Sfax est un monde à part. Dans cette petite planète, les règles ne sont pas les mêmes que dans le reste du monde. Ceux qui connaissent la ville, ou qui y ont vécu un moment, comprendront sans doute ce que je veux dire.

Les Sfaxiens ont cette manière de vivre bien à eux. La capitale du Sud, même si elle trône au milieu de 4 autres villes, fonctionne un peu en mode insulaire. Ici, on est dans un monde particulier, et dans ce monde particulier, on n’est jamais contents.

 

Samedi, l’installation de la statue de Bourguiba au centre-ville de Sfax a suscité une vive polémique. A tort ou à raison, nombreux riverains n’ont pas apprécié que la reproduction équestre de l’ancien président trône de nouveau au milieu de la ville. Cette statue qui faisait, avant, la fierté de Sfax, été déboulonnée et cachée dans un entrepôt, en 1987, au lendemain de l’accession de Ben Ali. La municipalité a décidé, il y a quelques jours, de la dépoussiérer et de lui redonner sa place dans le quotidien des habitants. 30 ans après, la ville aura enfin la chance de se rabibocher avec son Histoire.

 

Mais cette histoire, certains la voient d’un mauvais œil. Qu’on adule ou qu’on déteste l’ancien président Bourguiba, on ne peut contester sa place dans l’Histoire du pays. Dans l’installation de cette statue, les deux visions se défendent. Certains y voient un hommage au « Père de l’Indépendance », d’autres le regardent narguer de haut cette ville qu’il n’a jamais aimée.

 

Entre ceux qui ont accueilli la statue de Bourguiba à bras ouverts et ceux y voient un clin d’œil à une dictature qu’ils aimeraient bien enterrer, existe un monde de paradoxes. A Sfax, on se dit toujours victime d’une marginalisation qui n’a que trop duré. Cette marginalisation n’est certes pas une légende urbaine, elle a vraiment existé. Cette marginalisation est perceptible à travers son infrastructure vétuste, son autoroute récente, son aéroport désert, ses projets insuffisants et sa « maudite » SIAPE.
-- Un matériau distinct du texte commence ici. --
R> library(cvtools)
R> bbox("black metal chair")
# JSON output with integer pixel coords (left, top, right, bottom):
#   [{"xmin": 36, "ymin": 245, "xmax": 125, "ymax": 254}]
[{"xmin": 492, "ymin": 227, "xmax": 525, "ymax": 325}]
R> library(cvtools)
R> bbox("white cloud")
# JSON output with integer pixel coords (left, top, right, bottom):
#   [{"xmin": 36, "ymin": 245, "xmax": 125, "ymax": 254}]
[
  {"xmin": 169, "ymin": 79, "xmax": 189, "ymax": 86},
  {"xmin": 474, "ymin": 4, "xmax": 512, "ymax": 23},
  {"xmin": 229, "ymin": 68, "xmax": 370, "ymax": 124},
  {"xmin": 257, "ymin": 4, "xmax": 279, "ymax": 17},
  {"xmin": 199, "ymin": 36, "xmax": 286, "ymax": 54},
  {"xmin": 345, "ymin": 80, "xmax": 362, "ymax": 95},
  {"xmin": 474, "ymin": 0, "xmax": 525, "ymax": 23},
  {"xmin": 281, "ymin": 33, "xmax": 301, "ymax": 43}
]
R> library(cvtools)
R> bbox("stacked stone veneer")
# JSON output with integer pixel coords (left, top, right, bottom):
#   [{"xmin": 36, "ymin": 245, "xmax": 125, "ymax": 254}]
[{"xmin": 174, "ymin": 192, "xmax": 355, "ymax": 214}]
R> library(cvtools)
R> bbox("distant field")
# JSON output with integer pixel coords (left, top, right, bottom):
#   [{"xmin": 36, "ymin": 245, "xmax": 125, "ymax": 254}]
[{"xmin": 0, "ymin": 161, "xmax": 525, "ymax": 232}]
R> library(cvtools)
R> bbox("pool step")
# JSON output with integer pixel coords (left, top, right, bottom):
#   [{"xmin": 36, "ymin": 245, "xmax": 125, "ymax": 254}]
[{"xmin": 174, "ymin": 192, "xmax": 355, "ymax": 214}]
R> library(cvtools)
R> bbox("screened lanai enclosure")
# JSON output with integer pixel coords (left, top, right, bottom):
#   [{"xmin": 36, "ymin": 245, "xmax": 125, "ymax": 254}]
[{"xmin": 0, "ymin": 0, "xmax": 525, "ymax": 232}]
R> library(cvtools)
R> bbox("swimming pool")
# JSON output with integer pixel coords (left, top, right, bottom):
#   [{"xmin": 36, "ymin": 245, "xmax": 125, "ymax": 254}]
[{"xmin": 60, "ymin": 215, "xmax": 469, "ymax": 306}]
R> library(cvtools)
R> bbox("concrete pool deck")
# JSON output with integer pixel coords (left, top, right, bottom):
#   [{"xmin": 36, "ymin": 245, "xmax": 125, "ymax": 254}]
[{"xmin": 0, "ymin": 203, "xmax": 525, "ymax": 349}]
Mais même si cette marginalisation n’est, aujourd’hui, que le fruit de décisions vieilles de plusieurs dizaines d’années, on la brandit encore pour expliquer tous les maux dont souffre Sfax. Celle qui devrait avoir tout pour elle et dont le pouvoir a été trop souvent miné par une volonté politique de l’asservir reste encore plus minée par une victimisation qui est plus facile à brandir que de se retrousser les manches et de se remettre au travail.

 

Il est temps aujourd’hui que Sfax accepte enfin son histoire et avance. Accepte que les symboles du pays tout entier se côtoient, au quotidien, par ses habitants. Accepte une version inaltérée de l’histoire et y reconnaitre, enfin, aussi, sa part de responsabilité. Ce sera l’unique manière pour elle d’avancer et de reprendre ses lettres de noblesse dans un pays qui ne lui veut plus de mal.

Si la ville n’arrive pas à trouver sa véritable place, ce n’est pas uniquement le manque de volonté politique qui est à blâmer. Les habitants restent coincés entre une époque glorieuse où ils étaient reconnus pour leur résistance et courage et un autre passé, moins glorieux, où ils ont vu leur ville enlaidie par les politiques qui se sont succédé.

 

Sfax a tout d’une grande. L’industrie, les services, un esprit entrepreneurial qui fait sa particularité, un enseignement pionnier dans le pays et une histoire riche. Mais la ville refuse de renouer avec son passé et d’avancer.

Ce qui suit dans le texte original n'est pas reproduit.